Venerdì 10 maggio, in un noto e molto seguito programma televisivo di una importante televisione generalista, è andato in onda uno spettacolo inaccettabile e gravissimo che ha visto come protagonisti un rottweiler e un pastore tedesco. In una “prova di coraggio”, un concorrente ha dovuto indossare una tuta protettiva e resistere alla aggressione (si spera simulata) dei due cani. Quello che è venuto fuori è l’ennesima rappresentazione di “cani aggressivi” di cui francamente facevamo volentieri a meno.

La trasmissione mi è stata segnalata da numerosi cittadini, indignati per il messaggio veicolato da quelle immagini”, commenta Piera Rosati – Presidente nazionale LNDC Animal Protection. “Ancora una volta viene promulgato lo stereotipo di cane aggressivo – in particolare riferito ad alcune razze – addirittura in prima serata e in uno spettacolo visto da molti ragazzi e bambini.

Siamo da sempre contrari all’uso di animali per intrattenimento, soprattutto in situazioni che possono essere stressanti a causa delle luci, della musica, degli applausi, dei rumori. In questo caso però si è andati decisamente oltre: i due cani sono stati utilizzati per dare uno spettacolo che non rende giustizia a ciò che sono questi animali, mostrando il loro lato peggiore come sempre fomentato dall’uomo per il suo divertimento. Forse gli autori e i conduttori di questo programma TV non sanno che queste razze di cani sono molto spesso vittime di criminali che li addestrano per aumentarne l’aggressività, e questo tipo di spettacoli potrebbe sentirli legittimati a farlo”, continua Rosati.

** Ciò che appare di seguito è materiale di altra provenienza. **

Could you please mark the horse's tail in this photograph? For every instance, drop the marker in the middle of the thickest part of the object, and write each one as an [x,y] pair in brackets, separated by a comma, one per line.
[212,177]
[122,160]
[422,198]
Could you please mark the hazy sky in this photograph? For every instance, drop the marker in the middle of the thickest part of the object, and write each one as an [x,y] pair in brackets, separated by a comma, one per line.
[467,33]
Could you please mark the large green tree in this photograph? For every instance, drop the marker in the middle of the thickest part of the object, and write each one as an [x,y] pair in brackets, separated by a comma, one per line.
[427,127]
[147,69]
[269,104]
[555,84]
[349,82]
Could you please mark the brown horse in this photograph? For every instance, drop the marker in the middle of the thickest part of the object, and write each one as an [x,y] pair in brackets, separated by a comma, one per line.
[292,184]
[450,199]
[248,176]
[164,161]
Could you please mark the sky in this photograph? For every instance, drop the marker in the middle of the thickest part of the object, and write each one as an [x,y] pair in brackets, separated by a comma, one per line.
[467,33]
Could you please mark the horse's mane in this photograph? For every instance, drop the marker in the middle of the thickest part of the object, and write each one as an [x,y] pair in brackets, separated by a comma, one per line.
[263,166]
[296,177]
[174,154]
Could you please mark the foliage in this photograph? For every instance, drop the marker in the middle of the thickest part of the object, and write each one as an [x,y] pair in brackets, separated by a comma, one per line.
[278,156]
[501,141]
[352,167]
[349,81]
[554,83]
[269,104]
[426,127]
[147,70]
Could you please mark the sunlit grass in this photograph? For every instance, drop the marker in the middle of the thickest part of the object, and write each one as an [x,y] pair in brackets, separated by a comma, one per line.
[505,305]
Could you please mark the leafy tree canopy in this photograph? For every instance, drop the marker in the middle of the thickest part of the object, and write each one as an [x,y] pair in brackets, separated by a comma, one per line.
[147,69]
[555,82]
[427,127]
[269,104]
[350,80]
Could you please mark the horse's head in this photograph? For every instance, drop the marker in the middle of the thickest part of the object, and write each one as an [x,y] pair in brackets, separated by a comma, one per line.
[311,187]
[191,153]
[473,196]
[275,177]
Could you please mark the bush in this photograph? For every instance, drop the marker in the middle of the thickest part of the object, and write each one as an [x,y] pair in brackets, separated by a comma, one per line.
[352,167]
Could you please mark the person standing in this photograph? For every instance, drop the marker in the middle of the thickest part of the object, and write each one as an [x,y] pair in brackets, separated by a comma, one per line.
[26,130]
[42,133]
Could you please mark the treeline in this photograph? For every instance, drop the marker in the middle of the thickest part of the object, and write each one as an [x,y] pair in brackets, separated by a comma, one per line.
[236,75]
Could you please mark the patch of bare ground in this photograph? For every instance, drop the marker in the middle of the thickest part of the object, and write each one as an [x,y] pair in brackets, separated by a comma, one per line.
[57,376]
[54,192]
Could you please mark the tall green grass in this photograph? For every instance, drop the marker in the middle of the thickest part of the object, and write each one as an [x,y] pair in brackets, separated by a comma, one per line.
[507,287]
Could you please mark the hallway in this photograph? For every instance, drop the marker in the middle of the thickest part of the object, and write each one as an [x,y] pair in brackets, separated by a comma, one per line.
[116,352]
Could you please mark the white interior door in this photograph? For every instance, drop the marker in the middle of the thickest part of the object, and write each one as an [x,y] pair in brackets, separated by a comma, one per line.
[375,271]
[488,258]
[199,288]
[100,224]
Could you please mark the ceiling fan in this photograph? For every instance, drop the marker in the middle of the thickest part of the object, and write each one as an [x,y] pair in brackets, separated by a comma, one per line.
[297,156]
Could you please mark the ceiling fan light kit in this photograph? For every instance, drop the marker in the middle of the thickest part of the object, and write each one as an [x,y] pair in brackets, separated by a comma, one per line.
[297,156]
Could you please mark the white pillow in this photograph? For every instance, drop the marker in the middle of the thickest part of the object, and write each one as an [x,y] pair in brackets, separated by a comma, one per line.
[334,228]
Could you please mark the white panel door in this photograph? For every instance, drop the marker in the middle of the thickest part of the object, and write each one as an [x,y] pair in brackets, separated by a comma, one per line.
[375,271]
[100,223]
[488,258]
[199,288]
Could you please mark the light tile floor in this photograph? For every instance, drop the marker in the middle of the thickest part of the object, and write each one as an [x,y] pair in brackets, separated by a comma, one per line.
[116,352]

Preferisco non fare il nome della trasmissione perché con queste cose cercano solo di farsi pubblicità, tuttavia ho scritto all’AgCom e al Comitato Media e Minori del MISE perché certi messaggi sono fortemente diseducativi e promuovono un’immagine violenta dei cani di cui davvero non abbiamo bisogno. Combattiamo ogni giorno contro il pregiudizio che c’è nei confronti di alcune razze e queste immagini rischiano di vanificare tutto il nostro lavoro, alimentando una fobia immotivata che spesso sfocia in abbandoni, maltrattamenti o violenza”, conclude Rosati.